Amy found it was vain to reason with her father. He considered her ideas of happiness romantie and childish. She could not appeal to his religious feelings, for she knew that his gratitude to God, of which he often spoke,

in the days of his prosperity, was founded upon the idea, that he himself was peculiarly favored. He had hitherto viewed the Creator as a partial, not as a just Being. He did not love him because he was the Father and Benefactor of all, but because he thought he had a particular love for himself, and had given to him more than to his other children. Now, when he was stripped of the many-colored coat with which his self-love fancied he had been clothed, he thought the love which gave it was gone too; and his faith and gratitude were gone with it. He no longer talked of the designs of Providence; he began to doubt if there was one. Amy listened patiently to his complaints, and tried, by the most watchful tenderness, to soothe his sufferings; but she soon saw that he would not be comforted. The habits of activity, industry, and economy, which she had cultivated for the last year, in order to be able to do good to the poor, consistently with all her other duties, were now of the greatest service to her. These habits enabled her to assist her father in the change in their mode of life, which their altered circumstances made necessary.

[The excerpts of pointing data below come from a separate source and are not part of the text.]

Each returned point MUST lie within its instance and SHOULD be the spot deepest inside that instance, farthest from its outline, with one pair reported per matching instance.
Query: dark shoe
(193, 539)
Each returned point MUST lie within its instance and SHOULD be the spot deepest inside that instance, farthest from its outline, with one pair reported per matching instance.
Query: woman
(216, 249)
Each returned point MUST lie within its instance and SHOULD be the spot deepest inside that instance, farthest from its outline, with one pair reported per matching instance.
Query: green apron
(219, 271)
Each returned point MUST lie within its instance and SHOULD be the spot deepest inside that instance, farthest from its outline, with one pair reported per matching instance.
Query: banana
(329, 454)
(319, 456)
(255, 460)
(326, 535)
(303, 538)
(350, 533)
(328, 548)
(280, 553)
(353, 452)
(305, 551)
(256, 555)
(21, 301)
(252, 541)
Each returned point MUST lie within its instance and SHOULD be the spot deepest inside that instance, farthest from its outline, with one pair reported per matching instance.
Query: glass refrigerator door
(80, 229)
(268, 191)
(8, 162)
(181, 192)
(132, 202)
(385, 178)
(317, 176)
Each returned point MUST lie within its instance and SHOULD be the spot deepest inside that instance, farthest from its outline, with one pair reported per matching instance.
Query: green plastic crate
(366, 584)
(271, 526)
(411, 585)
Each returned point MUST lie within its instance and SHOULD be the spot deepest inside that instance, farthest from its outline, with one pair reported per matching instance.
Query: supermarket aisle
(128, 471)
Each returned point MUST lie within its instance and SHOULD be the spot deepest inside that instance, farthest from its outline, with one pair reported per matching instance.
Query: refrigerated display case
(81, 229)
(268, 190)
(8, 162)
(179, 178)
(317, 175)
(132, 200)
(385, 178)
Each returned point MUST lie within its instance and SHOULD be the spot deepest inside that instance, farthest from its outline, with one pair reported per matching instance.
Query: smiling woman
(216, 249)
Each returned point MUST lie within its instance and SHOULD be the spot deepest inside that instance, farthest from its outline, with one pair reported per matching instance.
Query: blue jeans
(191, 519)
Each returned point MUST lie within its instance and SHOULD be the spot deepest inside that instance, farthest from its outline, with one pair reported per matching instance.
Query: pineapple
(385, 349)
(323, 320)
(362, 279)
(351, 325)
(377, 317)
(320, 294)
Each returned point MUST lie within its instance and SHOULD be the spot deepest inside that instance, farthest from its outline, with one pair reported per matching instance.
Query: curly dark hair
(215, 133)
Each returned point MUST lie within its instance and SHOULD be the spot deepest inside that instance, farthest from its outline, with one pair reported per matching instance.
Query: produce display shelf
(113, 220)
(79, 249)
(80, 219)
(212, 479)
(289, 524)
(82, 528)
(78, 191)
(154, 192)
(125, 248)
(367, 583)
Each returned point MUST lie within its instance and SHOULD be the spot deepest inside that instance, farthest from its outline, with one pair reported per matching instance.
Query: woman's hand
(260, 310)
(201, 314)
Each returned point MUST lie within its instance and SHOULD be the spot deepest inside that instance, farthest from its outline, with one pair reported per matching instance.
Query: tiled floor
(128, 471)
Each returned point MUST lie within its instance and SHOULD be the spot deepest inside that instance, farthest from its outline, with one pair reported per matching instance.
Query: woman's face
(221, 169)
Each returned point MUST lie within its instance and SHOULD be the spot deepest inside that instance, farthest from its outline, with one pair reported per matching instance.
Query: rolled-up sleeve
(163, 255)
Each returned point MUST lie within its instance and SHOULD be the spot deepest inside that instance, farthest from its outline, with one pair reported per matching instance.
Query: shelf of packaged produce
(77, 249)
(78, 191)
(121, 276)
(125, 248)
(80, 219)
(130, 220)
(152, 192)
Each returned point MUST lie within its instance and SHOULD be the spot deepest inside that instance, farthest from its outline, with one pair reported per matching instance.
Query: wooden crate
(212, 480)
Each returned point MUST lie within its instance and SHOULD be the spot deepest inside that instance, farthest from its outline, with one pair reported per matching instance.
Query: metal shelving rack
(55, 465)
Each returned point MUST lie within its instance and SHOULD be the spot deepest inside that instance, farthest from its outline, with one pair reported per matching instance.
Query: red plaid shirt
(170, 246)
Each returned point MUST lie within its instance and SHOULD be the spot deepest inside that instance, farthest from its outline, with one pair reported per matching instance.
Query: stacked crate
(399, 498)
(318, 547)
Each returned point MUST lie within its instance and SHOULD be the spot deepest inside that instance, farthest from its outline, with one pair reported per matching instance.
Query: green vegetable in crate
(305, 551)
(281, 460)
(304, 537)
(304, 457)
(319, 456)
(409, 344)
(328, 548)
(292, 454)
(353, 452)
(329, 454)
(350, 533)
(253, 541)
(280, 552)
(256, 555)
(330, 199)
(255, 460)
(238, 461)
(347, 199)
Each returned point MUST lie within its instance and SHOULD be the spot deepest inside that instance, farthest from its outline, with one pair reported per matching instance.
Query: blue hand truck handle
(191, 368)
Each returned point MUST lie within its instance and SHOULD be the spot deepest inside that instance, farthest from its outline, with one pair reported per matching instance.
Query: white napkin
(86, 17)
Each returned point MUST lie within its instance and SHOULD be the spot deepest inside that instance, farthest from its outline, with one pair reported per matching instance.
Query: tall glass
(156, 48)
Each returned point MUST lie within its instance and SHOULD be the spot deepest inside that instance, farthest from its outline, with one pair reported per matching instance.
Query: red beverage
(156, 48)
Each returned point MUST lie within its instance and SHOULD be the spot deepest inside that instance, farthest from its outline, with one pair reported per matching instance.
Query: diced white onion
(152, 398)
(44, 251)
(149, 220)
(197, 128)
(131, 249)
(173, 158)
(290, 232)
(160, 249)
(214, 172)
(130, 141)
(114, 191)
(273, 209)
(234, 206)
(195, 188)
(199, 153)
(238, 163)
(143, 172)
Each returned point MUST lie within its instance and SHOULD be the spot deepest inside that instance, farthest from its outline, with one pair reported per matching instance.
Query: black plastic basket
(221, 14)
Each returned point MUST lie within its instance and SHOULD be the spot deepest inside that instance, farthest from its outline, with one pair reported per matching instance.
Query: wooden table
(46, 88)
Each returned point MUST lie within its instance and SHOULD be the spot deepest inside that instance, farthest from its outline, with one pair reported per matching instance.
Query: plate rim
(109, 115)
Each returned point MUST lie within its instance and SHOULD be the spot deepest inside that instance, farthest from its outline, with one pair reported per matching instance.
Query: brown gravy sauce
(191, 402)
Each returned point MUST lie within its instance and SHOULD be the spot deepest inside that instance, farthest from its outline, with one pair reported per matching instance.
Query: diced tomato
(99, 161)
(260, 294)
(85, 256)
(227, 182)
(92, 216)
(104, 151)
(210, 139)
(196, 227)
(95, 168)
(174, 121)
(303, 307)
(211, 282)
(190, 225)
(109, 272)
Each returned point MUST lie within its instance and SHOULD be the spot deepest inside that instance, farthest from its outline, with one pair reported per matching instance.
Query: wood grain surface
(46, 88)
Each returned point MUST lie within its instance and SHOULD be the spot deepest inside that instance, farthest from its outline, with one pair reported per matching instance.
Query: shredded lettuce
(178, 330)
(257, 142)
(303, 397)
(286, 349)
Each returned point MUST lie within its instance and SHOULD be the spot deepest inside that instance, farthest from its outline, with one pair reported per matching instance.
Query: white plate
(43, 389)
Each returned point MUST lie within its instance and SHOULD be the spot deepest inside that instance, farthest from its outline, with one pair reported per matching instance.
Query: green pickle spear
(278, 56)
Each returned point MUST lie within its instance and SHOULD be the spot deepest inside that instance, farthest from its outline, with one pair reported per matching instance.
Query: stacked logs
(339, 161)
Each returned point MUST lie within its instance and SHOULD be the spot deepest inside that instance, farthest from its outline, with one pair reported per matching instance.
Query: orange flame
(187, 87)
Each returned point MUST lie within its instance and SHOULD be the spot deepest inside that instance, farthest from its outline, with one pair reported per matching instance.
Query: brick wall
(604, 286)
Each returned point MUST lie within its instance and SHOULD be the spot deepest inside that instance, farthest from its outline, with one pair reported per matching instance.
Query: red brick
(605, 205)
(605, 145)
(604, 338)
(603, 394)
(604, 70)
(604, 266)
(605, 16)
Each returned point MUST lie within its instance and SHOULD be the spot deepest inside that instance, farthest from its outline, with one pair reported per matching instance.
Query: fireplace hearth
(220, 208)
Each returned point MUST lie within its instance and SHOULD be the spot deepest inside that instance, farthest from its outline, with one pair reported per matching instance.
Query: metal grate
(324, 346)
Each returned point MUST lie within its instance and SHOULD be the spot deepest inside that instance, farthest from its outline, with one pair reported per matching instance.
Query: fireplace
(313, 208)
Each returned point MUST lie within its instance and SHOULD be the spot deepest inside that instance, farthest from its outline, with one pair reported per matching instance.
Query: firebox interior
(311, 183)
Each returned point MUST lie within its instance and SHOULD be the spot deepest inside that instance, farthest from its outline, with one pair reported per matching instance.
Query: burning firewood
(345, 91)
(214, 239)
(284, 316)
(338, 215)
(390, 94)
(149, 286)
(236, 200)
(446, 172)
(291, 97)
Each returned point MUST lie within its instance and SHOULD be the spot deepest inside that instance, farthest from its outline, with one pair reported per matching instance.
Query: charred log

They took a small house, and adopted an entirely different style of living. Amy retained Ruth for their only domestic. In all their

arrangements, she took care that her father's comfort should be especially consulted. All the sacrifices she managed should, as far as possible, fall upon herself; all the indulgences that she thought they could allow themselves were for his comfort. Her father had gradually acquired the habit, from seeing Amy so efficient, of consulting her about every thing. All his affairs were now known to her. The amount of his income, (when all his debts were paid,) with what her own little property supplied, amounted to a sufficient sum to enable them to live in comfort, and allowed them some few of the luxuries of life.

"I think, Amy," said Mr. Weston, "that you might keep two domestics, a man and a woman; and that you might afford a fire in your bed-room; and that you might also have retained your copy of Audubon's birds."

"We could not have every thing, father; and there is one luxury of more importance to me than either of those, and which would give me far more pleasure to retain; and that, with your consent, I should like to be indulged in."

"And what is that, Amy?"

"Provided you will ride him, so as to keep him in health, I should rather not part with Robinette."